Parental leave is a right for parents to take time off work to look after a child or make arrangements for the child's welfare before the child's fifth birthday (or 18th birthday if the child is disabled and receiving disability living allowance). There is no requirement for an employee to be paid during parental leave.
Parental leave is available to employees who have, or expect to have, parental responsibility for a child. To be eligible, employees generally have to have one year's continuous service with their current employer. However, special rules apply for parents of children born, or placed for adoption, before 14 December 1999. They will be eligible for parental leave from their current employer if they completed one year's continuous service with another employer between 15 December 1998 and 9 January 2002.
Employees get 18 weeks' leave in total for each child.

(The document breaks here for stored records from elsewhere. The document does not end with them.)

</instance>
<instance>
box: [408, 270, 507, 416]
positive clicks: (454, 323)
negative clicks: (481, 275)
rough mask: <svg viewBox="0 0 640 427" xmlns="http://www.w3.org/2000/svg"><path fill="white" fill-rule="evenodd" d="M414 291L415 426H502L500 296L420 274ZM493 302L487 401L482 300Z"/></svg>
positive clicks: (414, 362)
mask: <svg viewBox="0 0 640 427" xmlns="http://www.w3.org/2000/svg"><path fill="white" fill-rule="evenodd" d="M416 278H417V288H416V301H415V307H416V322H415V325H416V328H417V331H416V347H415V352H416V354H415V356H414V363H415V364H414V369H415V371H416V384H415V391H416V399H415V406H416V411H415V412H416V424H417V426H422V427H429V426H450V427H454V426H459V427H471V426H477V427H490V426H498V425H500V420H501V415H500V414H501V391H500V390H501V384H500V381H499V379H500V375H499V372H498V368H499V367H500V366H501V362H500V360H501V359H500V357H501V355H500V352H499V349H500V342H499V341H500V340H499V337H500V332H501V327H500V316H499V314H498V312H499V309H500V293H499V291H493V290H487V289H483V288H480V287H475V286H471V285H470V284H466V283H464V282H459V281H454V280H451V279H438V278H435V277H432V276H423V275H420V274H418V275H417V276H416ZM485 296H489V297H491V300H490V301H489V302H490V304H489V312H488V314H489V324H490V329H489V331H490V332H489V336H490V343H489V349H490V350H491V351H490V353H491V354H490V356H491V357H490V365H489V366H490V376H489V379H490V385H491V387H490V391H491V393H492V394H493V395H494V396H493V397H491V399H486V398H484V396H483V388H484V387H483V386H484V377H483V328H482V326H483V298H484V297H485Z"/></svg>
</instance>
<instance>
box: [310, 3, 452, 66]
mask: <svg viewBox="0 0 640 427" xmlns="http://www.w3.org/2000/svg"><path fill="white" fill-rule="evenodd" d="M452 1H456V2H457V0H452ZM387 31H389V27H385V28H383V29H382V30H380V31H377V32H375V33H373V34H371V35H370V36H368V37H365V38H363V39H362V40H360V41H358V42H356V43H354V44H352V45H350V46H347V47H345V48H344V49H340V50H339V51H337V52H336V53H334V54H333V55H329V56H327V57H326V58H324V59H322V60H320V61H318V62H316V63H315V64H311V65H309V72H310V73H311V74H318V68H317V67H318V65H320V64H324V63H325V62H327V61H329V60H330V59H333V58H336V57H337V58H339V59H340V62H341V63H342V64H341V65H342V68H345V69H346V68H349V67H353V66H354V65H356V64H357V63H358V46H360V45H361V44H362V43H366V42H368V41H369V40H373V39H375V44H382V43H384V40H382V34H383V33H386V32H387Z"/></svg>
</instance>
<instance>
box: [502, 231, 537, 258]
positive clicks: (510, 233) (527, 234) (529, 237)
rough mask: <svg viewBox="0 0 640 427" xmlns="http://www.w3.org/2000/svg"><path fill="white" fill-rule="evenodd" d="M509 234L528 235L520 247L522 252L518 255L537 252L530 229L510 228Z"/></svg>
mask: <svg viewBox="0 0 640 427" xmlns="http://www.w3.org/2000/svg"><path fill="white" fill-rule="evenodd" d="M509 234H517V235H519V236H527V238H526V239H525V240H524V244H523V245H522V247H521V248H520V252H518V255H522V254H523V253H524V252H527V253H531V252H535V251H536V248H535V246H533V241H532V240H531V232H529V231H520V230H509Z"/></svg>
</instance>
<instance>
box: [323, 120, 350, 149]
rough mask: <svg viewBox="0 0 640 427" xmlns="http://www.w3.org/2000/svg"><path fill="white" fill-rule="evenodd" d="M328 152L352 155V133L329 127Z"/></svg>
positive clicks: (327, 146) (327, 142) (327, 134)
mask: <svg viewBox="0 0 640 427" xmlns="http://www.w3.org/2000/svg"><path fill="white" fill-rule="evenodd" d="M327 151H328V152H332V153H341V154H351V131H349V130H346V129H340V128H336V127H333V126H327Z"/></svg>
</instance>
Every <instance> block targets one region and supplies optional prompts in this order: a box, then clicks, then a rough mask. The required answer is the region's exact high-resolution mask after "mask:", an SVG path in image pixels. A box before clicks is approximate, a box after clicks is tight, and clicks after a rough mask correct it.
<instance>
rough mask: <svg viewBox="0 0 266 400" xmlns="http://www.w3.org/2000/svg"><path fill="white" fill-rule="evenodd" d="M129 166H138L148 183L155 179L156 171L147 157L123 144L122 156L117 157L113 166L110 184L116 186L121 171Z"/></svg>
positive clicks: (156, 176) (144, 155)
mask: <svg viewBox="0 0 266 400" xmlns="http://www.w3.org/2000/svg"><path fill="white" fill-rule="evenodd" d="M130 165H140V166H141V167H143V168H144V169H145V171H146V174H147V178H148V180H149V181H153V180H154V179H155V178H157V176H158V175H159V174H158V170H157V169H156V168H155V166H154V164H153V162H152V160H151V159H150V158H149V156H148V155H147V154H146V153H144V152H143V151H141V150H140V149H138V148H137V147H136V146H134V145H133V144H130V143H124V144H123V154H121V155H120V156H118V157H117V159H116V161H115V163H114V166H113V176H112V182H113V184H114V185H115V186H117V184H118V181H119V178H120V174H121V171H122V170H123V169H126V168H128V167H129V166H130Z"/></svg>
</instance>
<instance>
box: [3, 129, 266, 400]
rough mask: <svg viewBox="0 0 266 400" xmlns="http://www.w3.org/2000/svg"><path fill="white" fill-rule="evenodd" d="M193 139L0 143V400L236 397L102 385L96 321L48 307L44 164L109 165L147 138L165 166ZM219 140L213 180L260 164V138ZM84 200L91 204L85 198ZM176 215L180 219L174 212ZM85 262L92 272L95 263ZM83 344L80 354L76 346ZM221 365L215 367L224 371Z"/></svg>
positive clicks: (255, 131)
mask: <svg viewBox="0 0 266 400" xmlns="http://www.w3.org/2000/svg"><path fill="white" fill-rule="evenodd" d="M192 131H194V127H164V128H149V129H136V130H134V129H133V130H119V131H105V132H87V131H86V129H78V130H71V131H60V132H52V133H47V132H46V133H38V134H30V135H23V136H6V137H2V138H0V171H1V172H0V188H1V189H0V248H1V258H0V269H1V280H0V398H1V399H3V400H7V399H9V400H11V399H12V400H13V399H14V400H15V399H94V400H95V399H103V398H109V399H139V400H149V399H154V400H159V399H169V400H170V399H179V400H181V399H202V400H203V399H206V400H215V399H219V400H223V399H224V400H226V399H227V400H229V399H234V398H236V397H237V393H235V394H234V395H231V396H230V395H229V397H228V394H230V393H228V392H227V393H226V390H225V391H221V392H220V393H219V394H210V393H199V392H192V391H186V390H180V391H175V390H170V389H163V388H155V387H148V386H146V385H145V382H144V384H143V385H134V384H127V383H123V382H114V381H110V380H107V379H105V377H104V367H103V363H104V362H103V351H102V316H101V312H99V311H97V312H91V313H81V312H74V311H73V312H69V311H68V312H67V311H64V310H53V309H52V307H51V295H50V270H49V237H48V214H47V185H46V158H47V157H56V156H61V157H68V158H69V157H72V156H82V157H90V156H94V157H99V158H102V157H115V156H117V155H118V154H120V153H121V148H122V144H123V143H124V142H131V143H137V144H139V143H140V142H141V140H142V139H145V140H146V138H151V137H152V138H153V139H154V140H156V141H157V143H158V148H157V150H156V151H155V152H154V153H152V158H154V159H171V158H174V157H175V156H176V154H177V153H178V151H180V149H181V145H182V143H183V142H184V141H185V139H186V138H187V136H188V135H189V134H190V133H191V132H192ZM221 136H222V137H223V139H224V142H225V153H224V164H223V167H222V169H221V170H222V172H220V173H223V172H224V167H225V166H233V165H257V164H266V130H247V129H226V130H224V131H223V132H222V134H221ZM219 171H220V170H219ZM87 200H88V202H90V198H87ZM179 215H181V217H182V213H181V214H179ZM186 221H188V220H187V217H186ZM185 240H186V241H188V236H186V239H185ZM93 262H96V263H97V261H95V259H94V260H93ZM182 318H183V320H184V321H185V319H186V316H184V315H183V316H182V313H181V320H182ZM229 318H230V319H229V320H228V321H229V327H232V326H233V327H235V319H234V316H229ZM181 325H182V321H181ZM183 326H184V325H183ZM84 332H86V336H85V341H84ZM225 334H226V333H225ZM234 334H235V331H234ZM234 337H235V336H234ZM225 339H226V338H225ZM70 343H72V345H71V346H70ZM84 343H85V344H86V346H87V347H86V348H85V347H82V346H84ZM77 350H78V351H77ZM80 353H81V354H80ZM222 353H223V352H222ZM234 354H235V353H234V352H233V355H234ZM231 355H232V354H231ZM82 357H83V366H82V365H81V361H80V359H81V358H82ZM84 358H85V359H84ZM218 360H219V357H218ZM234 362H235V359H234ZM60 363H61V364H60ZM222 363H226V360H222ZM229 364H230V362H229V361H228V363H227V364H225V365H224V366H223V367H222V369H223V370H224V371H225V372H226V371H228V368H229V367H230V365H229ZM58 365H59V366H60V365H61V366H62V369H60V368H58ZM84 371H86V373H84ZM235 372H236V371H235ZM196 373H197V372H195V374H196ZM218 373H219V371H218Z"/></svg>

Parents of disabled children receiving disability living allowance also get 18 weeks' leave in total. In all cases a maximum of four weeks' parental leave in a year can be taken in respect of any individual child.
Employees are able to take parental leave in short or long blocks depending on what has been agreed where they work, which must be taken in periods of one week, or multiples of one week.
An employee must give at least 21 days' notice of a wish to take parental leave. The employer can postpone the leave for up to six months where the business would be particularly disrupted if the leave were taken at the time requested but leave cannot be postponed when the employee gives notice to take it immediately after the time the child is born or is placed with the family for adoption.
Employers may be justified in postponing leave when, for example, the work is at a seasonal peak; where a significant proportion of the workforce applies for parental leave at the same time; or, when the employee's role is such that his or her absence at a particular time would unduly harm the business.
At the end of parental leave, an employee is guaranteed the right to return to the same job as before if the leave was for a period of four weeks or less; if it was for a longer period the employee is entitled to return to the same job, or, if that is not reasonably practicable, a similar job which has the same or better status, terms and conditions as the old job.
When parental leave follows maternity leave, the general rule is that a woman is entitled to return to the same job she had before the leave. If at the end of additional maternity leave, this would not have been reasonably practicable, and it is still not reasonably practicable at the end of parental leave, she is entitled to return to a similar job which has the same or better status, terms and conditions as the old job.